Penser ou panser le travail social au Québec?

Par Marie-Lyne Roc, T.S., M.Sc., chargée d’affaires professionnelles à l’OTSTCFQ | Publié le 3 mai 2018

À la lecture du dossier précédent, il est impressionnant de constater à quel point le Québec partage des réalités communes avec une majorité de pays occidentaux.

Comme c’est le cas ailleurs, le travail social a largement contribué à faire du Québec une société plus égalitaire, plus inclusive, plus juste. En matière de protection, de défense et de promotion des droits des personnes, les accomplissements du travail social sont nombreux et impressionnants. Les avancées dans les domaines tels que la protection de la jeunesse, la protection des personnes majeures inaptes, l’itinérance, la dépendance, la violence, l’immigration, la santé mentale, les soins en fin de vie démontrent certainement le chemin parcouru.

Pourtant, le travail social au Québec est plus que jamais mis à l’épreuve. Tout comme ailleurs, les orientations sociopolitiques et économiques de l’État, fondées sur la mondialisation et le néo-libéralisme, frappent de plein fouet la pratique du travail social. Il y a à cet égard unanimité : faire du travail social aujourd’hui, au Québec, représente un défi de taille. Pour les acteurs du social, rester intègres, fidèles et collés sur les fondements, les valeurs et les principes du travail social demande de penser, d’être et d’agir constamment à «contre-courant», de faire «bande à part».

À la croisée des chemins

Le travail social au Québec est à la croisée des chemins et doit se positionner autrement puisque les méthodes traditionnelles n’arrivent plus à atténuer les effets de la mondialisation. Serait-ce le moment d’établir un travail social plus politisé, plus critique et même plus radical? Est-ce que le travail social aurait avantage à sortir du système?
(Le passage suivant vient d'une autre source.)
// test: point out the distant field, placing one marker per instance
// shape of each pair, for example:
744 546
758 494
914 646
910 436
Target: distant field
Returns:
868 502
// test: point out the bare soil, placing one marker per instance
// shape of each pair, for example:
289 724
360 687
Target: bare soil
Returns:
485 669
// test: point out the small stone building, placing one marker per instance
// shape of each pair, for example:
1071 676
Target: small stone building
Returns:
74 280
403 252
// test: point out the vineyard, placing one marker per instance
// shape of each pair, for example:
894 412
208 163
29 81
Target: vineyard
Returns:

Considérant l’état du Québec, aujourd’hui, il y a fort à parier que les enjeux des prochaines années seront liés aux besoins et défis que posent le vieillissement de la population, aux réalités associées à la diversité sur tous les plans, aux transformations des institutions publiques en raison de la privatisation et de la philanthropie, à la redéfinition des rôles sociaux et aux transformations des rapports sociaux. Les questions entourant les besoins et les réalités des communautés autochtones, la revitalisation des régions rurales, la protection de l’environnement, l’utilisation des nouvelles technologies de l’information, des médias et de l’intelligence artificielle sont autant de domaines qui toucheront le travail social comme discipline et comme pratique professionnelle. Enfin, malheureusement, tout porte à croire que la pauvreté, les inégalités sociales, la discrimination, l’exclusion sociale demeureront encore présentes au Québec.

Pour une solidarité autour du travail social

En réponse à la complexité de ces réalités sociales, tous les acteurs du travail social doivent unir leurs forces. Praticiens, chercheurs, gestionnaires, enseignants, étudiants, citoyens et même les ordres professionnels sont appelés à travailler ensemble, en collaboration et en complémentarité, pour contrer la mouvance dominante. La littérature ainsi que les données empiriques relèvent les possibilités et les avantages de nouvelles alliances à établir, notamment entre le travail social et l’écologie, entre le travail social et la santé publique ou encore entre le travail social et la sécurité publique. D’autres misent sur des pratiques créatives, novatrices, collectives, anti-oppressives, de proximité, axées sur l’empathie et l’éthique sociales. Ces pratiques se développent, ici comme ailleurs, comme antidotes aux difficultés rencontrées par les victimes du contexte actuel.

En somme, ce dossier reflète la pluralité et la complexité des enjeux sociaux auxquels fait face le travail social d’ici. Nous souhaitons qu’il fasse valoir et connaître certaines pratiques et prises de position inspirantes. C’est une façon d’unir nos forces, nos idées et nos façons de faire pour qu’émerge un travail social respectueux de ses fondements, de ses valeurs et principes de justice sociale et de respect des droits humains.